Our midtraining mixture looks like this by default:

train_dataset = TaskMixture([
    SmolTalk(split="train"), # 460K rows of general conversations
    MMLU(subset="auxiliary_train", split="train"), # 100K rows of multiple choice problems drawn from ARC, MC_TEST, OBQA, RACE
    GSM8K(subset="main", split="train"), # 8K rows teaching simple math and (calculator) tool use
]) # total: 460K + 100K + 8K = 568K rows

And we kick it off as follows:

torchrun --standalone --nproc_per_node=8 -m scripts.mid_train

This run only takes about 8 minutes, a lot shorter than pretraining at ~3 hours.

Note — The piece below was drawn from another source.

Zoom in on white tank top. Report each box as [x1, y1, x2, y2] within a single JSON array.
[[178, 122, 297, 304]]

Now that the model is a proper Chat model and it can take on the role of an Assistant answering User queries, we can evaluate it:

torchrun --standalone --nproc_per_node=8 -m scripts.chat_eval -- -i mid

We get the following results for the model at this stage:

- ARC-Easy: 0.3561
- ARC-Challenge: 0.2875
- MMLU: 0.3111
- GSM8K: 0.0250
- HumanEval: 0.0671
- ChatCORE metric: 0.0730

We see that:

world knowledge. The first 3 (ARC-E/C and MMLU) are all multiple choice quizzes, measuring the model's world knowledge across various fields. Random chance is about 25% as there are 4 choices (A,B,C,D), so our model is already doing better than that. (Multiple choice is pretty hard for models this small.)
math. GSM8K are grade school math problems. Baseline performance here is 0% because the model has to write down the actual answer number. Our performance as of right now is still not that strong, solving only 2% of problems.
code HumanEval is a Python coding benchmark, again with a random baseline of 0%.
ChatCORE is my attempt to replicate what the CORE score is doing for base models and extend it to Chat. That is, we take all the metrics above, subtract baseline performance so that our score is between 0 and 1 (i.e. random model is 0, not 25% on MMLU as an example), and report the mean over all tasks. It's a single number summary of the strength of model right now.
The evals are still fairly incomplete and there are a lot of other things we could measure but don't yet.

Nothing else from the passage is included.